Several posts ago, I wrote of the longer cut that "[T]he characters' attempts to find a way Out, to puncture through the veil of banal reality Into a magical world of conspiracy and all-connectedness, only leave them trapped further Inside their little solipsistic bubbles. While that occurs In the fiction, the film that contains the fiction is another matter. The dreams of the characters fizzle and implode, while the dream In which they're figured expands ever Outward." In Spectre, the relation of the film to the mental state of the characters is more 1:1. The difference between Noli Me Tangere and Spectre is that of a film about paranoia and a paranoid film.

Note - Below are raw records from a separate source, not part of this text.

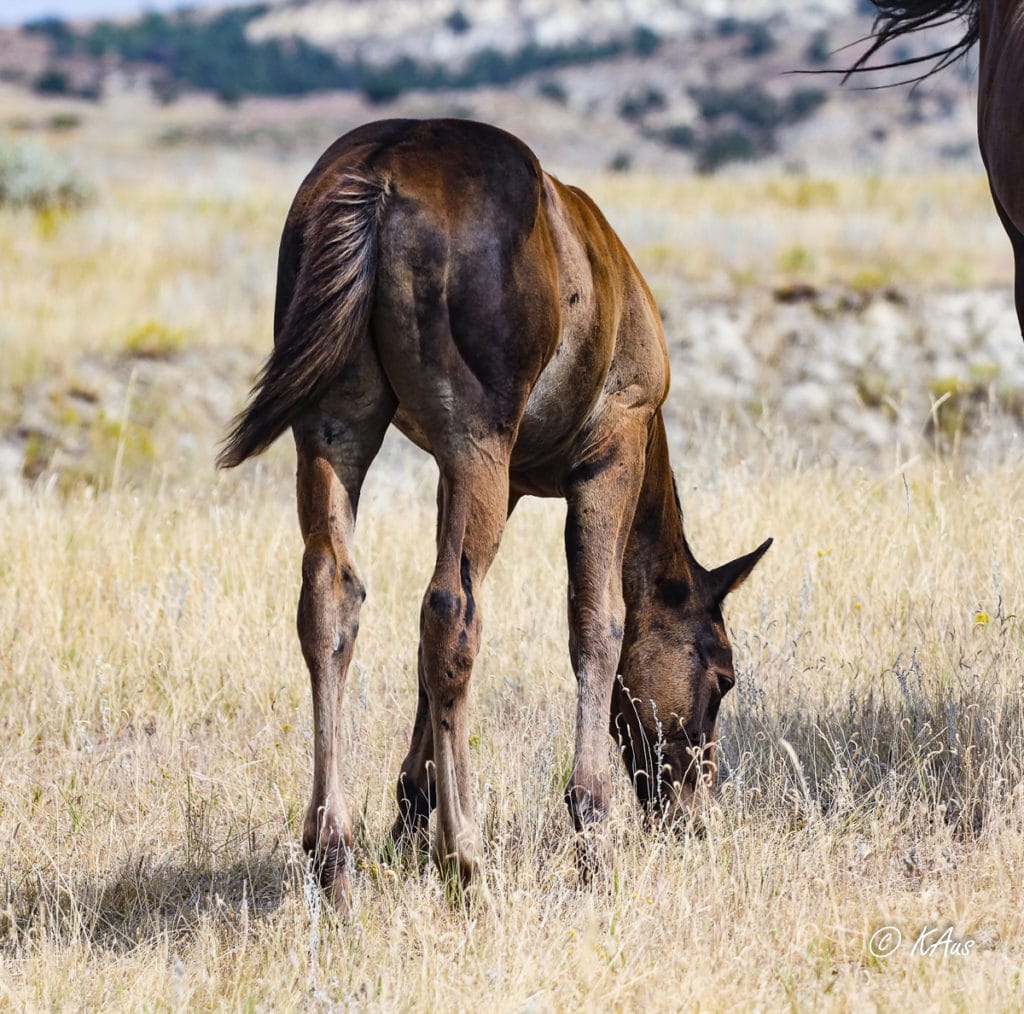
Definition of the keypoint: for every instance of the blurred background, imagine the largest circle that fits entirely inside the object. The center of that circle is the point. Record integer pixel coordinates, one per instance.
(825, 256)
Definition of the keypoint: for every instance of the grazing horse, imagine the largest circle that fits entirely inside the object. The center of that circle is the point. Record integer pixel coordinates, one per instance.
(432, 276)
(998, 26)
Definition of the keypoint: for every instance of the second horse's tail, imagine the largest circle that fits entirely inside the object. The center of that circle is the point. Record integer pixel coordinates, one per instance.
(329, 311)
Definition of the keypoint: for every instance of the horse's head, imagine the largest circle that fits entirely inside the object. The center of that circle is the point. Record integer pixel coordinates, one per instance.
(676, 668)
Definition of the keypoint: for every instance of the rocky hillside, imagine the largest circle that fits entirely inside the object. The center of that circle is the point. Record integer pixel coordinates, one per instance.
(676, 85)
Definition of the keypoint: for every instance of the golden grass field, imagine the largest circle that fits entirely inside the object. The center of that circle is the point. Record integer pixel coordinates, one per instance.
(155, 723)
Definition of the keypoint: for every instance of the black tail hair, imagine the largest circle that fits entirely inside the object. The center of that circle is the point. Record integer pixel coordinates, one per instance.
(899, 17)
(329, 310)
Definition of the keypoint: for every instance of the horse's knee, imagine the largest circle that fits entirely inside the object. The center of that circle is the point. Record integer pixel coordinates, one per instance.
(450, 638)
(587, 799)
(330, 600)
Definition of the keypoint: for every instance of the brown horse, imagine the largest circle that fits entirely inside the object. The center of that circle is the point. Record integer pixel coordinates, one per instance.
(432, 276)
(998, 25)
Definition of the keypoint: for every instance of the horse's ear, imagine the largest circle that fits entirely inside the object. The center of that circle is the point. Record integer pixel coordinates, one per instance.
(730, 576)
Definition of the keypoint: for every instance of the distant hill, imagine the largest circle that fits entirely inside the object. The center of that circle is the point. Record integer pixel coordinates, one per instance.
(681, 76)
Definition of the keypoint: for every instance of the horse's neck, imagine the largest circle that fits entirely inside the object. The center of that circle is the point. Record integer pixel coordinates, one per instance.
(656, 552)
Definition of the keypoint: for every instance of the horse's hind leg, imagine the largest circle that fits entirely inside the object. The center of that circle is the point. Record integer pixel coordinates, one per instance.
(336, 444)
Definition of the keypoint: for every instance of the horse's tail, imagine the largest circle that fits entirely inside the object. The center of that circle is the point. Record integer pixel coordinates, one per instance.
(895, 18)
(328, 312)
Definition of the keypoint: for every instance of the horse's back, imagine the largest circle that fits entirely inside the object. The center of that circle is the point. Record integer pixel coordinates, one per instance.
(504, 302)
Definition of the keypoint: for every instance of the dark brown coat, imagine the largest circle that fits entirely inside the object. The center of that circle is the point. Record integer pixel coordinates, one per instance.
(433, 276)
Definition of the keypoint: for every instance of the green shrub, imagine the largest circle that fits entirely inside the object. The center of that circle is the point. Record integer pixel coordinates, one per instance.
(818, 51)
(645, 41)
(31, 177)
(680, 135)
(52, 81)
(554, 91)
(638, 104)
(725, 146)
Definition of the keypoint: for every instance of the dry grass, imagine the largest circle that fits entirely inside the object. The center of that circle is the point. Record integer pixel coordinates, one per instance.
(158, 746)
(184, 242)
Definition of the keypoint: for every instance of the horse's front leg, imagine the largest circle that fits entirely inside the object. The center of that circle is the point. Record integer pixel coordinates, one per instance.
(601, 499)
(473, 500)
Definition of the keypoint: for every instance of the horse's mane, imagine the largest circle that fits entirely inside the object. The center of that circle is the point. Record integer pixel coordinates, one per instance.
(899, 17)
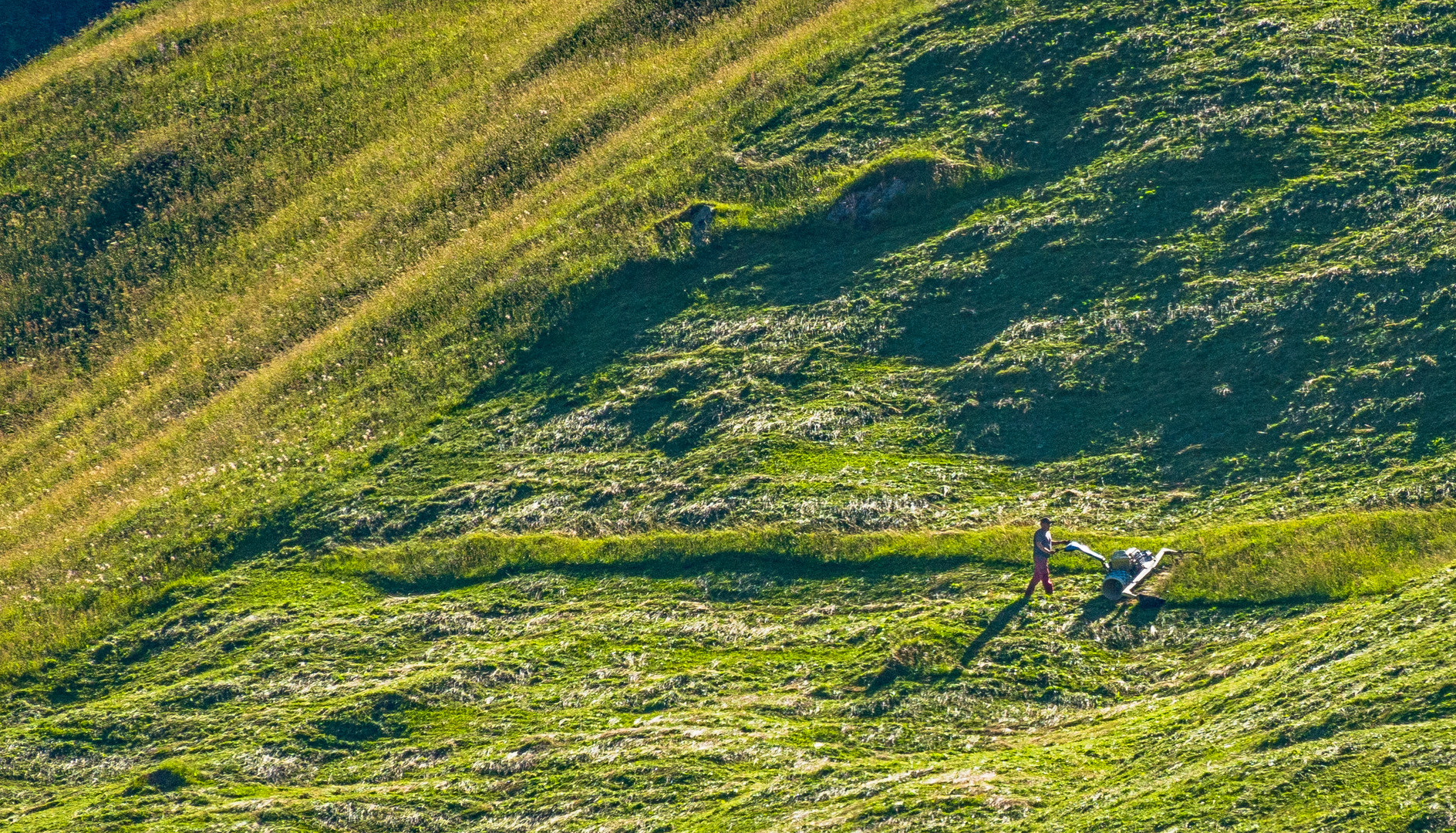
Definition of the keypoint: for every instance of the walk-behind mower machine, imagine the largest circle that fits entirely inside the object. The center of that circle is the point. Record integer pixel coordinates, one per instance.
(1126, 570)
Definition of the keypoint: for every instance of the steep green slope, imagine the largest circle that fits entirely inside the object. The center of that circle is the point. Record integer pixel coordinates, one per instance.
(357, 273)
(912, 693)
(306, 308)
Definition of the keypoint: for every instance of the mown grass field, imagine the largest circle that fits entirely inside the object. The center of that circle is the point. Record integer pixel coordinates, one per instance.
(912, 692)
(405, 403)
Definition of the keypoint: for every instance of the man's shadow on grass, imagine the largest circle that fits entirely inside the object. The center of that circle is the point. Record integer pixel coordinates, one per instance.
(993, 628)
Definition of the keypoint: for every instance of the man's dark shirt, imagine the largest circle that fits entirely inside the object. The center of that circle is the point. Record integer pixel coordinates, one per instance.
(1044, 539)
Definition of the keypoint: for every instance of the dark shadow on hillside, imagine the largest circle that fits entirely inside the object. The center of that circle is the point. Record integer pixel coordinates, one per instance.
(619, 26)
(993, 629)
(32, 26)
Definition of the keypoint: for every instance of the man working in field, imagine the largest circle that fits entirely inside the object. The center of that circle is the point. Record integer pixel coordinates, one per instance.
(1041, 548)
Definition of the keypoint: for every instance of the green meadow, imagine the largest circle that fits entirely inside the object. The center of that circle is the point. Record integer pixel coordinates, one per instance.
(629, 416)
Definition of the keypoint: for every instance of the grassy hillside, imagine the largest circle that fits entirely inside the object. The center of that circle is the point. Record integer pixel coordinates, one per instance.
(740, 693)
(364, 273)
(362, 359)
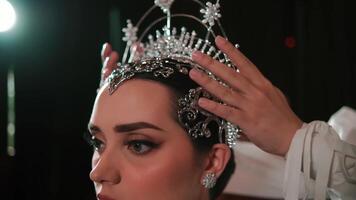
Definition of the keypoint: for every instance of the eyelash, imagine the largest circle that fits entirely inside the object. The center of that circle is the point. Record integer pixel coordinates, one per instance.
(98, 144)
(131, 146)
(93, 142)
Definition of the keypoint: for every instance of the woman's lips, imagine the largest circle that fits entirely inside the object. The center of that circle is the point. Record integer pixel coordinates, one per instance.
(103, 197)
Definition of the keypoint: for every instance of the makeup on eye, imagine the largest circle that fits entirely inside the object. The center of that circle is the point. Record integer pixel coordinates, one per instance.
(141, 147)
(126, 127)
(94, 142)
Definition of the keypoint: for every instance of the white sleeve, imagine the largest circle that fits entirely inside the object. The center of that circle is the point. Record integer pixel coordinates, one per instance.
(319, 165)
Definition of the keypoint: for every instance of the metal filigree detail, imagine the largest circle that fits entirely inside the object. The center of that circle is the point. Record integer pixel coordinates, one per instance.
(130, 33)
(159, 67)
(211, 13)
(169, 52)
(197, 121)
(165, 5)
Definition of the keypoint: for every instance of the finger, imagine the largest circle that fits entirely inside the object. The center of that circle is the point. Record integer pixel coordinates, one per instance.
(105, 51)
(228, 113)
(227, 95)
(227, 74)
(246, 67)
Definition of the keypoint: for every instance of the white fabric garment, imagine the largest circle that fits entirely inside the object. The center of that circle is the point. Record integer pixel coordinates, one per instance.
(257, 173)
(320, 165)
(330, 168)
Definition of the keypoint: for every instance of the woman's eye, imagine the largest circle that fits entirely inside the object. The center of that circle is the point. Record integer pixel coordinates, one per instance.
(140, 146)
(97, 144)
(94, 142)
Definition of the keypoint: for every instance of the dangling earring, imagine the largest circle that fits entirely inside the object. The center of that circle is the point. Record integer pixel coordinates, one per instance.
(209, 180)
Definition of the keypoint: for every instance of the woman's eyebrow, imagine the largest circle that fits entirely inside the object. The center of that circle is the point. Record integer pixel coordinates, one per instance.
(135, 126)
(93, 128)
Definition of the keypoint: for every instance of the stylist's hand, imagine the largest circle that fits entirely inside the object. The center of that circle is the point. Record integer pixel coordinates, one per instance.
(109, 59)
(253, 103)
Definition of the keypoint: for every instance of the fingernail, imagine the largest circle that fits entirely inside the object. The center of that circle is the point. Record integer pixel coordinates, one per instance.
(203, 102)
(220, 40)
(106, 60)
(194, 73)
(104, 45)
(197, 55)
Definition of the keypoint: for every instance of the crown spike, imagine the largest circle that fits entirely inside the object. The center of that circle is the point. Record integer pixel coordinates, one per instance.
(192, 39)
(158, 34)
(216, 56)
(206, 43)
(186, 39)
(174, 31)
(198, 44)
(211, 49)
(182, 33)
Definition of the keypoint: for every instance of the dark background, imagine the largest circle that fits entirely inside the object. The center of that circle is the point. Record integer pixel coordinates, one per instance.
(306, 48)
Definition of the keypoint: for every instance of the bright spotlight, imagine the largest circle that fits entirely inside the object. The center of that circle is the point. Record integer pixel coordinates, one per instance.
(7, 16)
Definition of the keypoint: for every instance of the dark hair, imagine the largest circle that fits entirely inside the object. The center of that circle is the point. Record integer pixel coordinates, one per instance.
(180, 84)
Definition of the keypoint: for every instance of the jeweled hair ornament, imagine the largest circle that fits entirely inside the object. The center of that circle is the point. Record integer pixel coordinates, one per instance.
(170, 52)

Spectre doesn't expand outward, it contracts inward, a discombobulating sensation that's hard to deal with for an hour, let alone four. Rivette seems to have realized this, as the pace of the film slackens considerably after the first hour and change. Many sequences in the film's second half play out at close to their original length. But since the montage conjures such a sinister tone, what often plays out as a kind of intellectualized stoner comedy in the longer cut is here suffused with dread.
2 other ways of thinking about the two cuts:
- Noli Me Tangere is a good trip; Spectre is a bad trip.
- Both are improvisatory games played over the void (or, alternately, the real, i.e. the stuff of life that we impose meaning/narrative onto), but Noli Me Tangere smiles at the void/real and Spectre gives itself vertigo contemplating it.
Despite being a considerably freakier film, Spectre omits the two strangest, most jarring scenes in Noli Me Tangere: a scene where a dazed Colin (Jean-Pierre Leaud) has a conversation with Sarah (Bernadette Lafont) in which seemingly crucial lines of dialogue are looped backwards (in effect rendering the scene incomprehensible except as a representation of Colin's escalating madness); and a scene where Sarah stares with unsettling intensity at Pauline/Emilie (Bulle Ogier) and asks her repetitive questions, which goes on at such length that they--or the film itself--seem to have become stuck in a temporal loop.* It's a credit to Rivette's editorial genius that one doesn't feel the absence.
I'm tempted here to make some kind of qualitative pronouncement about which cut is "better." I found Spectre's pleasures harder to access than those of Noli Me Tangere, whose tone and rhythm is more inviting, and which I'll probably return to more often, despite its being thrice Spectre's length. But I can't hold one over the other. Out 1, in either form, confounds the kind of language we typically use to speak about movies. It's notsomuch that value judgments don't enter into it (since we can of course go through either version and cherry-pick which scenes don't really hold together and which scenes are, like, the best thing ever), but that they couldn't be more beside the point of the thing.
*The fate of Papageorge (Myles Paige) in Andrew Bujalski's Computer Chess (2013) bears more than a passing resemblance to this scene. In addition to being the best American film of the year thus far, Chess is quite a Rivettian one, despite its comparatively attenuated length and very American idiom. But it's not the most Rivettian thing out right now, judging from what I've read about Matías Piñeiro's even-shorter Viola (2013). Do I sense a mini-Rivettaisance coming on?